You may remember that some time ago I did what many high-rollers do and purchased a robot owl. It’s been perched on my dining room table ever since, spying on me with its glowing, red eyes. In my post about Hootbot, I expressed some frustration about how he doesn’t perform most of the activities I associate with owls. He doesn’t hoot or screech, but just kind of dumbly whistles. He doesn’t fly so much as flutter this plastic wings. And he surely doesn’t impart wisdom, which I could really use, seeing as how I spent money on a robot owl. It turns out I’d sold Hootbot short, however, because he can do one thing I wasn’t aware of.

A comment on the previous post alleged that Hootbots could scuttle around if removed from their pedestals. I immediately tried. This would have explained the wheels on his bottom, after all, but he didn’t act any differently on the floor than he did on the pedestal. It was only when someone else tried did he bop about aimlessly, Roomba-style. I felt betrayed, to be honest. It was a reverse Michigan J. Frog moment, initially, but I eventually figured out Hootbot’s hang-up: He needs perfectly smooth surfaces, for his wheels are a little jacked, a little needy, and he simply can’t navigate the subtle grooves of my floorboards.
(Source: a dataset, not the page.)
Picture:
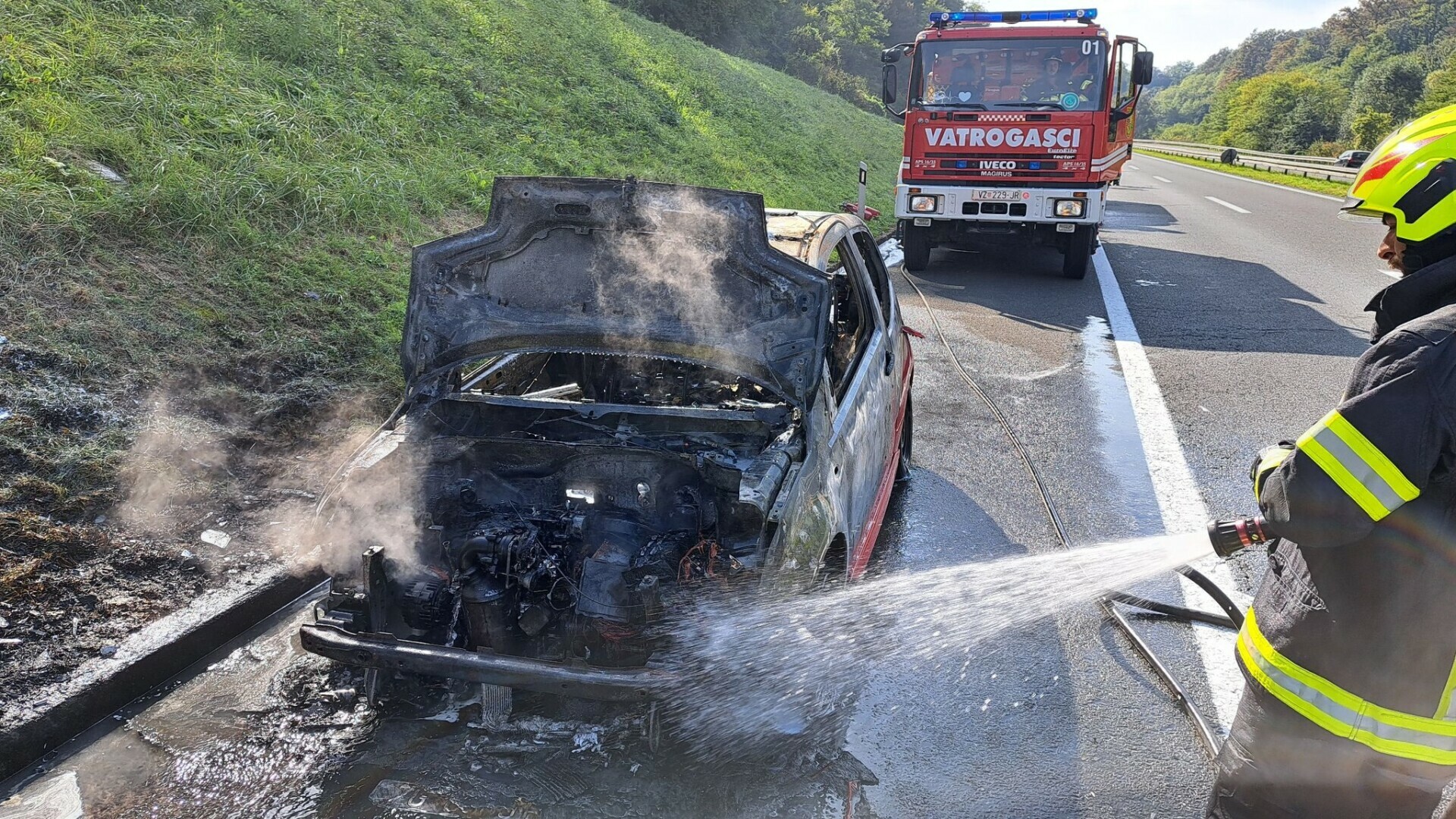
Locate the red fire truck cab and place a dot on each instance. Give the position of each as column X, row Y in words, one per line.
column 1015, row 126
So here, then, is Hootbot doing his thing, charging toward the camera at a leisurely pace but with menace in his heart nonetheless.


Trigger warning: Robots, owls, robot owls, death as a result of antiquated technology, atonal whistling. I won’t say it escalates quickly, but it does escalate over the course of two minutes.

It goes without saying, but now I can appreciate the joys of parenthood.